# Topic Modelling

From someone who does not understand Machine Learning.

In [1]:
import gensim
from gensim.corpora import Dictionary
from gensim.models import TfidfModel, LsiModel
from gensim.similarities import MatrixSimilarity

import nltk
from nltk.tokenize import sent_tokenize, word_tokenize
from nltk.corpus import stopwords
from nltk.tokenize import RegexpTokenizer

from pprint import pprint

In [2]:
nltk.download('stopwords')
nltk.download('punkt')

[nltk_data] Downloading package stopwords to
[nltk_data]     /Users/michael/nltk_data...
[nltk_data]   Package stopwords is already up-to-date!
[nltk_data] Downloading package punkt to /Users/michael/nltk_data...
[nltk_data]   Package punkt is already up-to-date!


True

### Utils

#### Serialize

In [3]:
import pickle


def pickle_save(obj, path):
     with open(path, 'wb') as out:
        pickle.dump(obj, out, protocol=pickle.HIGHEST_PROTOCOL)
            

def pickle_load(path):
     with open(path, 'rb') as obj:
        return pickle.load(obj)

#### Text Processing

In [21]:
import re


def _remove_html_tags(text):
    cleaner = re.compile('<.*?>')
    return re.sub(cleaner, '', text)


def _remove_control_chars(text):
    text = text.replace('\n','')
    text = text.replace('\t','')
    return text


def _remove_stop_words(text):
    stop_words = list()
    stop_words.extend(stopwords.words('english'))

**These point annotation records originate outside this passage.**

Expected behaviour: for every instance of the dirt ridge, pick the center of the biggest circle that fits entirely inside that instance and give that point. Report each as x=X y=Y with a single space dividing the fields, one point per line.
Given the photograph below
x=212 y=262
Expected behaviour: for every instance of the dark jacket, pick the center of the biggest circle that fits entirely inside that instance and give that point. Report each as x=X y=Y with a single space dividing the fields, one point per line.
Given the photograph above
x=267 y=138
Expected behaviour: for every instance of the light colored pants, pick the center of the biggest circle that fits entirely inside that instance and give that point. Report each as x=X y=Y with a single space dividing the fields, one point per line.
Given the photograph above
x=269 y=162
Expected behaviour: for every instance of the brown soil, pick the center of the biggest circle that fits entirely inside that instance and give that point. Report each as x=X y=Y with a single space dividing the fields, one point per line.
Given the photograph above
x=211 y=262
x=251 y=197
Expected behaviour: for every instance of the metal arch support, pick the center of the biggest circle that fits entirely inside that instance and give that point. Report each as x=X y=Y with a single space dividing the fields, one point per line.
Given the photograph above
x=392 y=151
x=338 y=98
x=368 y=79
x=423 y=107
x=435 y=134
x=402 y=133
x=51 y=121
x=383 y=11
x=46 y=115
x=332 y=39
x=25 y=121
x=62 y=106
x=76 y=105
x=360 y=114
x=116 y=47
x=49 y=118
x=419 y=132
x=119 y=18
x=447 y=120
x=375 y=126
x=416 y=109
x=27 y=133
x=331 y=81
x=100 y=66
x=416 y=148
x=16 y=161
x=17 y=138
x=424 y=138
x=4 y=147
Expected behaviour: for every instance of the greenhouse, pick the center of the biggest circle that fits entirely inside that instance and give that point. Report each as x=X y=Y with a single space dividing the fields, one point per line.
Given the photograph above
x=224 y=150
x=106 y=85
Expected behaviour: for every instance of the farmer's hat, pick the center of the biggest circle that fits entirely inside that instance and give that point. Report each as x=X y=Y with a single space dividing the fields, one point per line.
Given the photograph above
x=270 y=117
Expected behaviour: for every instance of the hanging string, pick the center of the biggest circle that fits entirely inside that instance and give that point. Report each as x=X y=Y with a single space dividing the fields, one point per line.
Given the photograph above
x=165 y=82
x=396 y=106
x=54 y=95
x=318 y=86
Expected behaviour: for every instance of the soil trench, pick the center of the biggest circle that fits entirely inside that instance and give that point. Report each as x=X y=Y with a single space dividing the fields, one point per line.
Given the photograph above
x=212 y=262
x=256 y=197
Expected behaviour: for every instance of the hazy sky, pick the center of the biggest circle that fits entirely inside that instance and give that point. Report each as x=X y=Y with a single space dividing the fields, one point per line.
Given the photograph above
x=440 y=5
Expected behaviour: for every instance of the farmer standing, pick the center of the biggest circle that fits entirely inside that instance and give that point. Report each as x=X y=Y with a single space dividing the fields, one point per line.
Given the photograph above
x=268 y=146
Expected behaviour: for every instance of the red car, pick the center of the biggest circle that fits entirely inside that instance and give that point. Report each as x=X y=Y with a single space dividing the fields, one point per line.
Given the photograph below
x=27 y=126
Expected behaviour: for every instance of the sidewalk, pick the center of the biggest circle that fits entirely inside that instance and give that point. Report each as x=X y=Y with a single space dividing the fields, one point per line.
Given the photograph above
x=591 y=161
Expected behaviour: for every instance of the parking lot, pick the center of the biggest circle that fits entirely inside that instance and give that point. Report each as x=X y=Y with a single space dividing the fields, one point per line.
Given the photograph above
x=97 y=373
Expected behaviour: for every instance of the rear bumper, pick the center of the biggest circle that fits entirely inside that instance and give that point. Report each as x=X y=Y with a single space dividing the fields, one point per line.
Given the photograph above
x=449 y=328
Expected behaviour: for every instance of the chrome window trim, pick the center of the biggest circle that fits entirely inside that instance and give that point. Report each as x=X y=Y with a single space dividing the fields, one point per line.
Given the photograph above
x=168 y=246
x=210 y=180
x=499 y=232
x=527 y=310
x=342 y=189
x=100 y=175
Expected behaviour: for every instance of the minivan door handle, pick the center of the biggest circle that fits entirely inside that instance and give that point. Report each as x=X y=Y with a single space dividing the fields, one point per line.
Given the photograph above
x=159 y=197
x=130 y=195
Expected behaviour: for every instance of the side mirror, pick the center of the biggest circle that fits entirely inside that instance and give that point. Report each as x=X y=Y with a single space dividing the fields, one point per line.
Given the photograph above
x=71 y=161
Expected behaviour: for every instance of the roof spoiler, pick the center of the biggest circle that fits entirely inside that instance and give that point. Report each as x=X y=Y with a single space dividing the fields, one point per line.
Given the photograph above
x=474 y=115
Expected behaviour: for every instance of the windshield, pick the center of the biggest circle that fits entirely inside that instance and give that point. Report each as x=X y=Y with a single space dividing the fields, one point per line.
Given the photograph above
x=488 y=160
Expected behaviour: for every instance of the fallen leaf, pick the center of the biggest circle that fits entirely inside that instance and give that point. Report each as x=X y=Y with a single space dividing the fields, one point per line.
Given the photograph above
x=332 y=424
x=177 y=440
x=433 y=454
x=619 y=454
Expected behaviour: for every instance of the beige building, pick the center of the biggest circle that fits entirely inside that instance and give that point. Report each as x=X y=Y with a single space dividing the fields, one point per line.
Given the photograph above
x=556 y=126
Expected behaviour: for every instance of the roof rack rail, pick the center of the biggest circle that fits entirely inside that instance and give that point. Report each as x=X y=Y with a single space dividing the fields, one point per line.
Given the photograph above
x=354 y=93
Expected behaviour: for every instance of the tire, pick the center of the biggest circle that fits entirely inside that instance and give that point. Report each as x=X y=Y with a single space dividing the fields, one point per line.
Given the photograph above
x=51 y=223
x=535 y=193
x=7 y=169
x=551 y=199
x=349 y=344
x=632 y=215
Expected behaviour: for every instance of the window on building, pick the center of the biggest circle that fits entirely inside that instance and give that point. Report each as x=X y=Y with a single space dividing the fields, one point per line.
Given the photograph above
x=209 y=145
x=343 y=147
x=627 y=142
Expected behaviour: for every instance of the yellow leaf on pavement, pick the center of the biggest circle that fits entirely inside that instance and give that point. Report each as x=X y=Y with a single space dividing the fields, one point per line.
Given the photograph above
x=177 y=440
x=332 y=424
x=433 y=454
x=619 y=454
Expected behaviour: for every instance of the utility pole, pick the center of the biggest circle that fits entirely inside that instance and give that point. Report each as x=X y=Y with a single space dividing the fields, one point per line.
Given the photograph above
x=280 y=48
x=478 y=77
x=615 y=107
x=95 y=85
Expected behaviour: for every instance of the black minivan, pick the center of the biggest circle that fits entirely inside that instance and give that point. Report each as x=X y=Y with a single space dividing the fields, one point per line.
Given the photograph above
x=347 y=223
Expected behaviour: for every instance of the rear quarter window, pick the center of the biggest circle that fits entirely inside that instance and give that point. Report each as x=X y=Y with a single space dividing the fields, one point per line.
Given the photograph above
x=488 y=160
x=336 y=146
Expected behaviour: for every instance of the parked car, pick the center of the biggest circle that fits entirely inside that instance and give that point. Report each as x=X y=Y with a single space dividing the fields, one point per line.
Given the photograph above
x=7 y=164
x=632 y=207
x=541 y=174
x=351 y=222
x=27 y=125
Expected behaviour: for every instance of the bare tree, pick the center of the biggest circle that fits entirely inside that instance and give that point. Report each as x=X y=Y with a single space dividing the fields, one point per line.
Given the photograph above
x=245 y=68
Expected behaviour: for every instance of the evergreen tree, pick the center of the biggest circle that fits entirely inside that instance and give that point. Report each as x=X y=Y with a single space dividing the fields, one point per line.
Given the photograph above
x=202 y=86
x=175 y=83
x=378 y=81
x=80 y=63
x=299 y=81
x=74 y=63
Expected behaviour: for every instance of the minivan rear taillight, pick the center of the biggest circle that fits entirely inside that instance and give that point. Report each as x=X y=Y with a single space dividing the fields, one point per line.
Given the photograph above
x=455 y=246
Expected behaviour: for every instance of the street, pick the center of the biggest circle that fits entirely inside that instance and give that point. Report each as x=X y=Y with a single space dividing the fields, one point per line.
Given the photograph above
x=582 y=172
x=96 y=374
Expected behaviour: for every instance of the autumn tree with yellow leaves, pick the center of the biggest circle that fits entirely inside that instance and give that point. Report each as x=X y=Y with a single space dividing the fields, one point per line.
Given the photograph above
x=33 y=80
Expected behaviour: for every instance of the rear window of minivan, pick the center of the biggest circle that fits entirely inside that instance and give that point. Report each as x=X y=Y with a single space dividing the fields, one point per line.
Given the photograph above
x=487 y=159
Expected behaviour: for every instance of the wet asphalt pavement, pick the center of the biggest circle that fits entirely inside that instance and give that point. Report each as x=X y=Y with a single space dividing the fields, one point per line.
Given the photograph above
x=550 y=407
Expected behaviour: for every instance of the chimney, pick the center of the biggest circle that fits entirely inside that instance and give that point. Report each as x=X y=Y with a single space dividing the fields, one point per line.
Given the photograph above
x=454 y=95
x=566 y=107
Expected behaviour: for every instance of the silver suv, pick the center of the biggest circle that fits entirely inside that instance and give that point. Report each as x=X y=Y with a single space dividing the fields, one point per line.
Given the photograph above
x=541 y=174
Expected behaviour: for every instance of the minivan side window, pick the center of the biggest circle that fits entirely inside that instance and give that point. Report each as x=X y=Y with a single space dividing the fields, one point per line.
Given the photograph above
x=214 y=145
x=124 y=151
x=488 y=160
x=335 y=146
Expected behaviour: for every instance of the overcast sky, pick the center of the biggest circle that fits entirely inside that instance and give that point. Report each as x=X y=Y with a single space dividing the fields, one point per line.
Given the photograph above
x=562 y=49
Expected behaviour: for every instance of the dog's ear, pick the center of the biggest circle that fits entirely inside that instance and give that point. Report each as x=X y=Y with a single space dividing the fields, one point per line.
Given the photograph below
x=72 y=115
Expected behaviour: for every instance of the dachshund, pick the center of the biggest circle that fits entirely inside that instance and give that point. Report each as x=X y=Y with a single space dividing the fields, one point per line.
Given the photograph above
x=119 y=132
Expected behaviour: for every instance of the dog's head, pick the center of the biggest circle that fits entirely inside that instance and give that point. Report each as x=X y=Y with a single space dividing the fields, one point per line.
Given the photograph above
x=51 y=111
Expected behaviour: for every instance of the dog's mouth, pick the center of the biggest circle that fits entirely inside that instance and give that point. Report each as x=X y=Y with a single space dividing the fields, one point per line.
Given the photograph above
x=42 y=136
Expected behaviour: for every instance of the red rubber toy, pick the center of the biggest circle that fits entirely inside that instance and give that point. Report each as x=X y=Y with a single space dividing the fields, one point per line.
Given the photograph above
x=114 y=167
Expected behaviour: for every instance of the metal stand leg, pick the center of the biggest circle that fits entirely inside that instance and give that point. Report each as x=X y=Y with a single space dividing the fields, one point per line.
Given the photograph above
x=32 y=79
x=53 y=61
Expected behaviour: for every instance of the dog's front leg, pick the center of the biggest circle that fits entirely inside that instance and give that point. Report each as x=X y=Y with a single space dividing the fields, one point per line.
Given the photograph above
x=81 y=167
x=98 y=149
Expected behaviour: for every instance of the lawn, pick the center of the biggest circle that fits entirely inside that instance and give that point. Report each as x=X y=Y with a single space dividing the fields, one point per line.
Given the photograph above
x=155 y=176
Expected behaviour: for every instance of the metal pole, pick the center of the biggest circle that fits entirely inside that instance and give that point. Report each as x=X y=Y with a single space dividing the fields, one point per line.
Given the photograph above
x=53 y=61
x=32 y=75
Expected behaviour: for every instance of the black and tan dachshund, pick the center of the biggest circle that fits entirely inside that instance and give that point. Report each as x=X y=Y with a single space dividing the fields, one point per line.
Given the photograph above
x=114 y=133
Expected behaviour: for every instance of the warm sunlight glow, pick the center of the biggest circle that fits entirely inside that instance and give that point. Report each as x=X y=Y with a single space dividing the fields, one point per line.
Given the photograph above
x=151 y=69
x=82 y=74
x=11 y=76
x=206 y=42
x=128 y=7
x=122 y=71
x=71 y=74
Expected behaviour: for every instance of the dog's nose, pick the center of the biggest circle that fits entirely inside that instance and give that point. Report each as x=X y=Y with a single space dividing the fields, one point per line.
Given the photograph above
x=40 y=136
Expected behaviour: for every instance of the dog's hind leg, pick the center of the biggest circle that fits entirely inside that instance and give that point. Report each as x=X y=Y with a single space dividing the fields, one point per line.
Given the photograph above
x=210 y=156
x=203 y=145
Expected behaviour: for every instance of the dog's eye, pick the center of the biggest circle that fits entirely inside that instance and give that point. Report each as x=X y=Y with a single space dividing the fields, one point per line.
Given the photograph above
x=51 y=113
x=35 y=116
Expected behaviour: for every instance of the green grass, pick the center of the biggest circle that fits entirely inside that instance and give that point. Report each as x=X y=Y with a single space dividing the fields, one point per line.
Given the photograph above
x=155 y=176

    tokenizer = RegexpTokenizer(r'\w+')
    words = tokenizer.tokenize(text)
    result = []
    for word in words:
        if word not in stop_words:
            result.append(word)
    return " ".join(list(result))


def clean_text(text):
    text = _remove_html_tags(text)
    text = text.lower()
    text = _remove_control_chars(text)
    text = _remove_stop_words(text)
    return text

#### Gather Data

In [5]:
import pylast
import settings


client = pylast.LastFMNetwork(api_key=settings.API_KEY,
                              api_secret=settings.API_SECRET,
                              username=settings.USER,
                              password_hash=pylast.md5(settings.PASSWORD))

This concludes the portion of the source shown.